Le comble, c’est que personne, dit-on, n’aurait vu venir le coup : ni les brillants commissaires aux comptes de la société Andersen chargée d’auditer les bilans, ni les banques prêteuses et, encore moins les analystes boursiers dont certains, en octobre, recommandaient encore à leurs clients d’acheter des actions Enron ! Cependant, plus l’enquête avance et plus il semble qu’Andersen aurait volontairement fermé les yeux sur les présentations comptables d’Enron. Selon le Time du 14 janvier, Andersen aurait donné l’ordre à ses employés de détruire tous les documents concernant Enron quelques jours avant sa faillite. Et nous sommes heureux d’apprendre que parmi les banques prêteuses figurent le Crédit Lyonnais, engagé pour 250 millions de dollar, BNP Paribas et la Société générale, qui n’ont pas voulu donner le montant de leurs engagements.

C’est la crédibilité et le fonctionnement même de Wall Street qui sont affectés : « si les employés et les actionnaires d’une société ne sont pas raisonnablement sûrs que les bénéfices annoncés sont réels et que les dirigeants ne profitent pas de leur position pour s’enrichir à leur détriment, il n’y a plus de capitalisme possible » [2]. Enfin, une bonne nouvelle !!!

DES LEÇONS À TIRER

L’histoire de la montée et de la chute d’Enron illustre de façon parfaite ce que l’on a souvent dénoncé ici : le capitalisme financier et les inégalités qu’il engendre. Elle met à mal l’image qu’on n’arrête pas de nous donner de la “modernité” et du fonctionnement exemplaire (rigueur, transparence, compétence, efficacité...) des institutions financières privées, qu’on oppose toujours au “ringardisme” et au laxisme du secteur public... Elle révèle les dangers de la libéralisation débridée des marchés telle que continue à vouloir nous l’imposer l’Union européenne au nom d’une concurrence mythique : séparation de la production et de la distribution (l’énergie-marchandise et les tuyaux comme avec Enron ; les voies et les trains pour la SNCF, les centrales et les lignes ou les tuyaux pour EDF et GDF,...). Enfin, la mésaventure des salariés d’Enron qui, comme ceux de Morrison Knudsen en 1996, de Lucent Technologies, ou de Texas, plus récemment, ont perdu toutes leurs économies après la faillite de leur entreprise, devrait inciter les responsables politiques français à ne pas favoriser le développement des plans d’épargne-retraite ou d’épargne salariale auxquels ils semblent si attachés...

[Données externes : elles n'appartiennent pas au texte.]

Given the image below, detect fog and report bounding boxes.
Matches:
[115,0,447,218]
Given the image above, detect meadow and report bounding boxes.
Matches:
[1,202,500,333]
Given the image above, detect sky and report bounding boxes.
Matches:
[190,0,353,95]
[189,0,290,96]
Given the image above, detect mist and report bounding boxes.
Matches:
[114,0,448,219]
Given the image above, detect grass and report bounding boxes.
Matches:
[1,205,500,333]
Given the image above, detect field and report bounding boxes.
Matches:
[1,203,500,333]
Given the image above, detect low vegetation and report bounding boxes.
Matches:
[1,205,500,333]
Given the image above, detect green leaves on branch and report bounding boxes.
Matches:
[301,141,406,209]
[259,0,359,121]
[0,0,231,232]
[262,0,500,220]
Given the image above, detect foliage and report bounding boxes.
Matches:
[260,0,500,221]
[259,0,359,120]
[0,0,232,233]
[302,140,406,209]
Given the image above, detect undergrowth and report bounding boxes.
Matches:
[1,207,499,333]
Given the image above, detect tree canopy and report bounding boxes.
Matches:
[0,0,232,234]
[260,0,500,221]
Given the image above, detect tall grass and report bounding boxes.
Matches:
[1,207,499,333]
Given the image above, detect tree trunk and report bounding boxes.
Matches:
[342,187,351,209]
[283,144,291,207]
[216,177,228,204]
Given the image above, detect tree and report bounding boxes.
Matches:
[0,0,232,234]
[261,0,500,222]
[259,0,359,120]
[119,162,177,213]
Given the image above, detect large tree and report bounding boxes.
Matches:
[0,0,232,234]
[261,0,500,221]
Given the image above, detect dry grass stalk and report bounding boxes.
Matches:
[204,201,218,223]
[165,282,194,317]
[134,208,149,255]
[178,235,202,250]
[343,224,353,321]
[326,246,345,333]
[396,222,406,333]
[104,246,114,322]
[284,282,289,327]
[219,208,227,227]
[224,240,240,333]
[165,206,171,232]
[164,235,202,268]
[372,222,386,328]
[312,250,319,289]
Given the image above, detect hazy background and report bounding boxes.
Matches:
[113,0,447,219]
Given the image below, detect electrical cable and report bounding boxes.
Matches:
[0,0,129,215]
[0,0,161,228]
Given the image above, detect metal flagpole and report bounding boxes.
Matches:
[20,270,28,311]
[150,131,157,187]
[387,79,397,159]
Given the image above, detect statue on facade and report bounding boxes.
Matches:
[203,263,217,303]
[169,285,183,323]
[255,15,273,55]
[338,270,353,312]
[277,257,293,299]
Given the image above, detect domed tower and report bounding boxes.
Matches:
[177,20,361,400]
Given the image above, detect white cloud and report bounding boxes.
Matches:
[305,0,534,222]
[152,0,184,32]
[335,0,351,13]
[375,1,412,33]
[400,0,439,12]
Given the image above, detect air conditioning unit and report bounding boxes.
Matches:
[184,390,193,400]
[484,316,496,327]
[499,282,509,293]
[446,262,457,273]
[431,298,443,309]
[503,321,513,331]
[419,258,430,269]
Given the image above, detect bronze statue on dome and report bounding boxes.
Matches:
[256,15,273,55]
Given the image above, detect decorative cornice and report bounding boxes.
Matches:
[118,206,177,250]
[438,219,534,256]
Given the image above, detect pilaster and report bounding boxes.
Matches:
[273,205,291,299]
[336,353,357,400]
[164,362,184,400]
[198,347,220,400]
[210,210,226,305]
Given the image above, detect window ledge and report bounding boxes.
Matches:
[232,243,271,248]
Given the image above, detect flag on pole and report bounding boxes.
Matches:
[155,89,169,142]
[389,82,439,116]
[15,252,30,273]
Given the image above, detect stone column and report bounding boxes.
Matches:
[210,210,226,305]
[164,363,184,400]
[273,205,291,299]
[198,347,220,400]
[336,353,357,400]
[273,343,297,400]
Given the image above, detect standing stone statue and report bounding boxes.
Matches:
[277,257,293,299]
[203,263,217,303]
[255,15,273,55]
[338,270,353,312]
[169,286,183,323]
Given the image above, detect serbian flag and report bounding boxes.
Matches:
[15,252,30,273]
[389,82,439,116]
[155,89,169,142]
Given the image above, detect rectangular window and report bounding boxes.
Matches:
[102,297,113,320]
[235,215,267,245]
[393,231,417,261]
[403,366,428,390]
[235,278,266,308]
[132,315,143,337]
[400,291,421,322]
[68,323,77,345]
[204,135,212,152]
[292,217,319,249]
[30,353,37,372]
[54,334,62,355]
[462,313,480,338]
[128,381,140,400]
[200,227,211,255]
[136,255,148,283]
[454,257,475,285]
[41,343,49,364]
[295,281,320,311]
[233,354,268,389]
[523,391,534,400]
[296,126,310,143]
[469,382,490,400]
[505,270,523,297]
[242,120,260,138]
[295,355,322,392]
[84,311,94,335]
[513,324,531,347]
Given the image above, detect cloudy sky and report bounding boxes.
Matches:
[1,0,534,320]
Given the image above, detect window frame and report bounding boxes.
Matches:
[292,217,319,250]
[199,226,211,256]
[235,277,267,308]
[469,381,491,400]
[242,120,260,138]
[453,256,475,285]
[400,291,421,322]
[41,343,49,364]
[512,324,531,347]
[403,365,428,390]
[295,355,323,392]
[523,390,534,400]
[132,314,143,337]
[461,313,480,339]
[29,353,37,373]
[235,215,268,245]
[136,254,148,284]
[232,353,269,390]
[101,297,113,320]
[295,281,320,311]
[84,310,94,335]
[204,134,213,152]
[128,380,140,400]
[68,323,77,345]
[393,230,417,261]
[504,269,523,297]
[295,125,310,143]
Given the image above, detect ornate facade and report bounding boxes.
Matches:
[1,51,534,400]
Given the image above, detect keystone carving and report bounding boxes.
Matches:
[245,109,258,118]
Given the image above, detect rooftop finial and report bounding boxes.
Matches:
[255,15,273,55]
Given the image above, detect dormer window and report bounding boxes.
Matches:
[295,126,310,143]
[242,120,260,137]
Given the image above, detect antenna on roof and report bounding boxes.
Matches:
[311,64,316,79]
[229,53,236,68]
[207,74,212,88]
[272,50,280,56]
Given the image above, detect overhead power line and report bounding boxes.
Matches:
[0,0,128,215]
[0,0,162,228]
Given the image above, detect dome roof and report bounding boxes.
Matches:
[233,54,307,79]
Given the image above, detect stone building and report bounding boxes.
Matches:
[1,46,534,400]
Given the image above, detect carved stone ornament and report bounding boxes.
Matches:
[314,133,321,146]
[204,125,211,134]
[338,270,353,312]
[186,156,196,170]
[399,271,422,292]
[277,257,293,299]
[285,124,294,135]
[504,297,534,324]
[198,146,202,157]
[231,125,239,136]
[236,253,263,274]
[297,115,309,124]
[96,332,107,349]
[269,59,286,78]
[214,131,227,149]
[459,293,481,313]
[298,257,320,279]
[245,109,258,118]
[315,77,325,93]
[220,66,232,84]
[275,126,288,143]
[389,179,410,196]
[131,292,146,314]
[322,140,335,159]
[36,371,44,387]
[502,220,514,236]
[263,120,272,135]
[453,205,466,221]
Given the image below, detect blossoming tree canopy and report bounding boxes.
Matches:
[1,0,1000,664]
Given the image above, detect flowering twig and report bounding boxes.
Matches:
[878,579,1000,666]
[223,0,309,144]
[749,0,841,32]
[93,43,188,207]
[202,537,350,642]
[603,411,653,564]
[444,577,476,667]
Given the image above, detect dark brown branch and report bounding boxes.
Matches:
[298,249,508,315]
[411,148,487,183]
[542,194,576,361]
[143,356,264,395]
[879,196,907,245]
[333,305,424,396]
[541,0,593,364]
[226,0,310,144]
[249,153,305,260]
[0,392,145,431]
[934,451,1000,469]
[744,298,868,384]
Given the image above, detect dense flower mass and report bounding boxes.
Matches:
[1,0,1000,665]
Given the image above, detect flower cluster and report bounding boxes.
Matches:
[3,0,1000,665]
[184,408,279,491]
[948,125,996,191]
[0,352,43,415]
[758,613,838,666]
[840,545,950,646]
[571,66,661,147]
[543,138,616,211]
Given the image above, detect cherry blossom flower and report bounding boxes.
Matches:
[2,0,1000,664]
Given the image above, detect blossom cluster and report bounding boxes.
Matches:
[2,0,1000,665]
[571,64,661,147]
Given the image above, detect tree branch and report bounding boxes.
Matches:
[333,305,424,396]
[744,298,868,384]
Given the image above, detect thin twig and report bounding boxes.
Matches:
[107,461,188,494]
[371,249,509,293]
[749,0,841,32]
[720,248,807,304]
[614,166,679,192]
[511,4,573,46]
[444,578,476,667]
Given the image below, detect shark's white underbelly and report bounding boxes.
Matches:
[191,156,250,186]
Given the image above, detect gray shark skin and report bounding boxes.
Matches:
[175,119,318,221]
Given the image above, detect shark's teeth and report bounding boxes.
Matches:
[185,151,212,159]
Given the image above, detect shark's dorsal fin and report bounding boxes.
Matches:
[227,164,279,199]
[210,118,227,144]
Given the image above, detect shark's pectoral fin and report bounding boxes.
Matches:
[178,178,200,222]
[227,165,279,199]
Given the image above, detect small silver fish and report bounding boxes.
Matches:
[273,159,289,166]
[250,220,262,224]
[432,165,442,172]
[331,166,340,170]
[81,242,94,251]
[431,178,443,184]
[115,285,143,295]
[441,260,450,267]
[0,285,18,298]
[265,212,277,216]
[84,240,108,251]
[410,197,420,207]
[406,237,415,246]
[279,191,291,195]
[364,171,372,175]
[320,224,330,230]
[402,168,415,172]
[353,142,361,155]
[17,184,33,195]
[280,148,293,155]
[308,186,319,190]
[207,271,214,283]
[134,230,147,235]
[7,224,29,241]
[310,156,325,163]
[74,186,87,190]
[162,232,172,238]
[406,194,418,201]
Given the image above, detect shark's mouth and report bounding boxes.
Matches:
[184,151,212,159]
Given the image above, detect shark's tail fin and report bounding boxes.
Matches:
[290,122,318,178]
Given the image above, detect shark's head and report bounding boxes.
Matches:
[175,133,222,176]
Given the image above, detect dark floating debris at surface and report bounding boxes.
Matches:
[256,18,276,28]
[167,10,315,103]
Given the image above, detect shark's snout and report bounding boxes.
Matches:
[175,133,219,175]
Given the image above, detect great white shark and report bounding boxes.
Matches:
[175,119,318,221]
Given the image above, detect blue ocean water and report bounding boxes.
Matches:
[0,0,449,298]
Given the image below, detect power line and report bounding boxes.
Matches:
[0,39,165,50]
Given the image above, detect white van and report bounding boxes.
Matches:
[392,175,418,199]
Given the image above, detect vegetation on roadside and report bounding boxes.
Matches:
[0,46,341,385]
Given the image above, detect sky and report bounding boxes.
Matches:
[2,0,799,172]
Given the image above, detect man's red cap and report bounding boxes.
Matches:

Une question me préoccupe cependant : le “libéral” Madelin ou le Medef vont-ils continuer à suivre l’exemple américain alors que le président Bush se dit « préoccupé par la série de faillites qui a conduit à la perte des retraites de nombreux travailleurs » [3] et attend les recommandations du Secrétaire au Trésor, au travail et au commerce sur une réforme du système ?

---------

[1] Le groupe Enron avait construit une nébuleuse de près de 4.000 filiales et autres “joint-ventures”

[2] Ce n’est pas moi qui le dis, c’est Robert Litan, responsable des études économiques de la Brookings Institution.